Ter amigos é uma das coisas que considero mais especiais na vida. Aprendi isso desde muito cedo e tento cultivar e semear novas amizades todos os dias. Reencontrar amigos é ainda mais especial. Ver que a cabeça e o corpo já não são iguais, que os ideais são discutidos com muito mais maturidade, que as diferenças já não nos atrapalham. Ver que a mudança física é inversamente proporcional a nossa mudança de valores e que nos aproximamos dos nossos amigos mesmo estando longe deles. Ver que sempre temos alguma coisa – que não sabemos – em comum com esses amigos, mesmo sem vê-los, mesmo sem falar com eles todos os dias.
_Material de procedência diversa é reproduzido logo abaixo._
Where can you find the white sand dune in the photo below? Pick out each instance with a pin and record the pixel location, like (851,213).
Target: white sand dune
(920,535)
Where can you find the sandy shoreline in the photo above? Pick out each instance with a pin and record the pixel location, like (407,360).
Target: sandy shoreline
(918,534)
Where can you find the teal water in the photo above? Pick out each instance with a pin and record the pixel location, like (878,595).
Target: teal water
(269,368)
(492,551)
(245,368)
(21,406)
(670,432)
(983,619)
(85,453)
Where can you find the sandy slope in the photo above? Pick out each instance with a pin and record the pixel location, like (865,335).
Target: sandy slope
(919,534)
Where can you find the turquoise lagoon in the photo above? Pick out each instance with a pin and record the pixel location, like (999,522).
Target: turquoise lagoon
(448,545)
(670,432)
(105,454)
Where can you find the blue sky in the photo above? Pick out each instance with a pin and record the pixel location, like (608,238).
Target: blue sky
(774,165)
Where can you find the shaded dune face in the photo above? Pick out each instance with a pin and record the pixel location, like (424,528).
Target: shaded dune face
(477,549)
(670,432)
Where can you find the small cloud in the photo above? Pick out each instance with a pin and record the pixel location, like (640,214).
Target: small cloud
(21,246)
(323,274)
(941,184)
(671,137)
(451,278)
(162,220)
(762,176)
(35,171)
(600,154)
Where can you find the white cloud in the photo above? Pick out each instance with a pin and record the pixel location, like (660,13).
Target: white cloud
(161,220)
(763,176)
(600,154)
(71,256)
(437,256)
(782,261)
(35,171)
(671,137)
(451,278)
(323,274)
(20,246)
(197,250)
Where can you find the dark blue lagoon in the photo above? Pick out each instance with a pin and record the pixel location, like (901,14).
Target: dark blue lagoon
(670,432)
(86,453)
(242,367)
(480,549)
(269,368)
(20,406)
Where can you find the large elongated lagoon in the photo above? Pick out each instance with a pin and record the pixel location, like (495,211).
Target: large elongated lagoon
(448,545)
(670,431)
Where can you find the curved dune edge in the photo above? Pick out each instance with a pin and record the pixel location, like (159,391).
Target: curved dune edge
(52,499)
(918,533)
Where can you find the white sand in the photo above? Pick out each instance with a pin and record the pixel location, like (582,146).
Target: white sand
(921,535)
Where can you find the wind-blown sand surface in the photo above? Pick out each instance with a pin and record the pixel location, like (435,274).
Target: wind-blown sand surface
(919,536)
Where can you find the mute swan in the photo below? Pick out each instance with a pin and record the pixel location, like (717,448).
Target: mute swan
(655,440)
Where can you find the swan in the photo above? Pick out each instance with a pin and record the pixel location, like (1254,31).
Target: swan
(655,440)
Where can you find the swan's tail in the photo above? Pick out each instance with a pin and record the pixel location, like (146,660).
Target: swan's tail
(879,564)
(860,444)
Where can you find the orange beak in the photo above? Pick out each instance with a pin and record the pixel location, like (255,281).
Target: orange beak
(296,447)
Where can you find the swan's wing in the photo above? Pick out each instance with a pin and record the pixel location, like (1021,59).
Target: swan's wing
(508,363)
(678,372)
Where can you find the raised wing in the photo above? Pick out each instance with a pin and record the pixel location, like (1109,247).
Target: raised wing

Reencontrar um amigo é ter certeza de que os laços emocionais que nos unem a uma pessoa podem ser tão fortes quanto os laços de sangue. E que ter um amigo é ter alguém. É ter alguém sempre. E só isso já justificaria a importância da amizade.
Depois de ficar alguns meses ou cinco anos sem ver alguém você acha que as coisas vão começar a mudar entre vocês. O papo, a cabeça, as semelhanças, os sonhos, a turma, a preferência .. parece que essas coisas todas vão mudar. Não mudam. Mas ao mesmo tempo elas também já não são mais as mesmas, porque elas são quem somos depois de passado todo esse tempo.
Um amigo que eu não via há cinco anos me contou coisas sobre mim que eu mesma já não lembrava. Não que a cabeça seja meu forte – ontem mesmo foi o aniversário desse mesmo amigo e eu só falei com ele hoje – mas ele me apresentou através de histórias uma pessoa que eu não conhecia mais. Alguém que eu já fui. Ele me contou novidades sobre mim. Me contou histórias nas quais quase não pude acreditar, e eu só perguntava “Mas eu fiz isso?” Sim, eu fiz muitas coisas das quais já não me lembrava, coisas que me trouxeram até aqui e me fazem ser quem sou hoje. Ele me contou como fui corajosa, como fui imatura, como fui chorona, como fui mal-criada, como fui bicho-do-mato, como fui engraçada. Ele me contou quem nós fomos juntos. O que fizemos juntos. Do que fomos capazes. Do que não fomos. O que assumimos. O que levamos anos para nos dar conta. Como nos defendemos. Como éramos unidos. Como éramos fortes e fracos ao mesmo tempo.
Reencontrando meus amigos eu reencontrei uma pessoa que eu não era mais. Eu acordei uma parte de mim que dormia desde que fui embora de Porto Alegre deixando lá os muitos – e bons – amigos que fiz durante os dois anos que morei lá.
Reencontrando meus amigos reencontrei em mim sentimentos que estavam anestesiados, mas que ainda moravam aqui. E reencontrando-os, sem querer, me reencontrei.






Quem fomos ...




Quem somos ...



Por Manoela Soares (@manunsoares)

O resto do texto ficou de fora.